Los genes MIC están localizados en la región MHC de clase I, en el cromosoma 6 p21.3. Se han descrito 7 genes (MICA – MICG), de los que MICA y MICB son los únicos genes funcionales2. En concreto, MICA y MICB se describieron por primera vez en 19943, 4. El gen MICA se encuentra muy próximo al locus HLA-B, a una distancia de 46.4 kb (Figura 1).

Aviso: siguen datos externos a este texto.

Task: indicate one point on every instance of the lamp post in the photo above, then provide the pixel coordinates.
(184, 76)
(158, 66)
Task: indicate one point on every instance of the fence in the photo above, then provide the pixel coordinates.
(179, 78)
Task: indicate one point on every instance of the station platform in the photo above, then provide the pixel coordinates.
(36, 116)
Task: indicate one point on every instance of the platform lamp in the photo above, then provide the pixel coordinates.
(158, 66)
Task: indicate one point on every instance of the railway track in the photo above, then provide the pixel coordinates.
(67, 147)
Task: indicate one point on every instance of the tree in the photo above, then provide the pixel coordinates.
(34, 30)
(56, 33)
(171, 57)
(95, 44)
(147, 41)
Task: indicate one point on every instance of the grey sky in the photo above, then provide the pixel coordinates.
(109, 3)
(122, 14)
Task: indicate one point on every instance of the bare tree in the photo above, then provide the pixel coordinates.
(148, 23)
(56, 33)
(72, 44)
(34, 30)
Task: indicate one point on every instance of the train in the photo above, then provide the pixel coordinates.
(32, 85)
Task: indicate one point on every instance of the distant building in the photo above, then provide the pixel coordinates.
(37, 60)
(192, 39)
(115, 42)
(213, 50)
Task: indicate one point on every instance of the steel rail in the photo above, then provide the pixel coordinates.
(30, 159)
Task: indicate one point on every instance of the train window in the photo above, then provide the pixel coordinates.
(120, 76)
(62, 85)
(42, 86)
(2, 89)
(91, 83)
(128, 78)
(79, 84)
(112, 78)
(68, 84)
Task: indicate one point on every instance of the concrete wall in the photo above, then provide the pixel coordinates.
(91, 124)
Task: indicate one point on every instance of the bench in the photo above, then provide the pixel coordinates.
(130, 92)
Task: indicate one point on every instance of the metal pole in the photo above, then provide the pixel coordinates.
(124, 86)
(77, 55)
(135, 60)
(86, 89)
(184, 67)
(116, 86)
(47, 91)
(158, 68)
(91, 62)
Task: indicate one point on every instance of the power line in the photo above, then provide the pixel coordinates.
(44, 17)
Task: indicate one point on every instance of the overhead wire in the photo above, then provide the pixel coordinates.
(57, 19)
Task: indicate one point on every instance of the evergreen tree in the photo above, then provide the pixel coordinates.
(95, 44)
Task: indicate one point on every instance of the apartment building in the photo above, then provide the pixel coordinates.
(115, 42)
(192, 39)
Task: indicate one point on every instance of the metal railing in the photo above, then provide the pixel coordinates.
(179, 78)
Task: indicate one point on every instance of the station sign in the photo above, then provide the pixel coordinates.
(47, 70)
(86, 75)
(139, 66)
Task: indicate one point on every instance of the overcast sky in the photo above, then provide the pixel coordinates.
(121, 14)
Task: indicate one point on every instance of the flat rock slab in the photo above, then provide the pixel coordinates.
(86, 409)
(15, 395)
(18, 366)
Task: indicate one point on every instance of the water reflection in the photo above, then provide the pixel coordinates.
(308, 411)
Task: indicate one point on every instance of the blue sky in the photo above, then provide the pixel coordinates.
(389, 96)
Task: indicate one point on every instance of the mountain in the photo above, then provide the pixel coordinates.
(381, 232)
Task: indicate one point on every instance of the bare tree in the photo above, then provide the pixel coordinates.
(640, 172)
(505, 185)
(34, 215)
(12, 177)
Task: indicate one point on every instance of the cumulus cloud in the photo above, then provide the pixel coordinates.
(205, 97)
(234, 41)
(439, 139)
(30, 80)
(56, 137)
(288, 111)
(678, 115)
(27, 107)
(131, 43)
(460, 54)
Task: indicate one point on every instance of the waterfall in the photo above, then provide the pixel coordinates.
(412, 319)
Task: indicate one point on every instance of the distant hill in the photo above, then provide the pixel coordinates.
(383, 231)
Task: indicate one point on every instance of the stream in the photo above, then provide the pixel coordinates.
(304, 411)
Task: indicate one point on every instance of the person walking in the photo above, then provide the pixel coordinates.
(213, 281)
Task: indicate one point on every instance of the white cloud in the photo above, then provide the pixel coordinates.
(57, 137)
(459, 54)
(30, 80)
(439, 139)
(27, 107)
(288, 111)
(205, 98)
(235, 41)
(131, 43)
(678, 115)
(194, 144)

Su estructura es similar a las moléculas HLA de clase I con un 30% de homología y tres dominios extracelulares.
Las proteínas MIC no tienen una expresión ubicua como las moléculas HLA I clásicas, sino que han limitado su distribución expresándose de forma constitutiva en células epiteliales, especialmente en el tracto gastrointestinal, células endoteliales, fibroblastos, monocitos, queratinocitos y células dendríticas.

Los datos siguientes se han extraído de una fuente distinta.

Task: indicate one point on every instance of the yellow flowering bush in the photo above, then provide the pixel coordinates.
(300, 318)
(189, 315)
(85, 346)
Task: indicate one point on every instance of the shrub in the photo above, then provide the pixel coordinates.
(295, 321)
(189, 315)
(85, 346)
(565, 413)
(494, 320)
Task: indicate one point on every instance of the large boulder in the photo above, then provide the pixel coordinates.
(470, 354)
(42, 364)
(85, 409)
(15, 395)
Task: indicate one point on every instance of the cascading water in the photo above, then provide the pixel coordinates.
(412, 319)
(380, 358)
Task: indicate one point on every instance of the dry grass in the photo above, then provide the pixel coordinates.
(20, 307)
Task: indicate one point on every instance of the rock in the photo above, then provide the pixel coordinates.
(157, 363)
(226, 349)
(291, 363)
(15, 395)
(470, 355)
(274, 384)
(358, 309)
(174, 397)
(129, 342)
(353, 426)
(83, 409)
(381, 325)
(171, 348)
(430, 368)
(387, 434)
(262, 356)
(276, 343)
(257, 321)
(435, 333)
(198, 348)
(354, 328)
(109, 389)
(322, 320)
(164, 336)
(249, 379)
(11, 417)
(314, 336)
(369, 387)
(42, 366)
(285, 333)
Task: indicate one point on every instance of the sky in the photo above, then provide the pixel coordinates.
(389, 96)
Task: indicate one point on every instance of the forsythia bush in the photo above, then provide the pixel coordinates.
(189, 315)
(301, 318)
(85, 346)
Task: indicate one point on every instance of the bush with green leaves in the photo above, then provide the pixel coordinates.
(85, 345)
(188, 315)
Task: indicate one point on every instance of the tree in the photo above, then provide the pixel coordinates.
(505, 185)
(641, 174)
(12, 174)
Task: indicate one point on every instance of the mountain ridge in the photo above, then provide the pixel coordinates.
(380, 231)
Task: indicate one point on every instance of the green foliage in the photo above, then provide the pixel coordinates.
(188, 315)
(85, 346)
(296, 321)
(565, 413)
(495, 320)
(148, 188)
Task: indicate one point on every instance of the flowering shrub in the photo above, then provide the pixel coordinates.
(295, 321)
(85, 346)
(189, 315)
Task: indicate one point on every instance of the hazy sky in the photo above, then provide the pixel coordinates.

Del mismo modo, y a diferencia de las moléculas HLA clásicas, estas proteínas no están implicadas en la presentación antigénica a células T, sino que actúan como ligandos de receptores tipo lectina como NKG2D, que se expresa en células NK, células T γδ y células T αβ CD8+.
MICA y su relación con el receptor NKG2D
MICA, en contraposición a las moléculas HLA de clase I, no se une a β2- microglobulina (β2-m) (Figura 2). Aunque su estructura es muy parecida a la de dichas moléculas, su hélice α2, una de las que definen la hendidura, está desordenada y flexible, haciendo que el péptido no pueda unirse. Sin embargo, cuando MICA interacciona con el receptor NKG2D5, la hélice α2 (codificado por el exón 3) se reordena y los dominios α1 y α2 giran 96°6.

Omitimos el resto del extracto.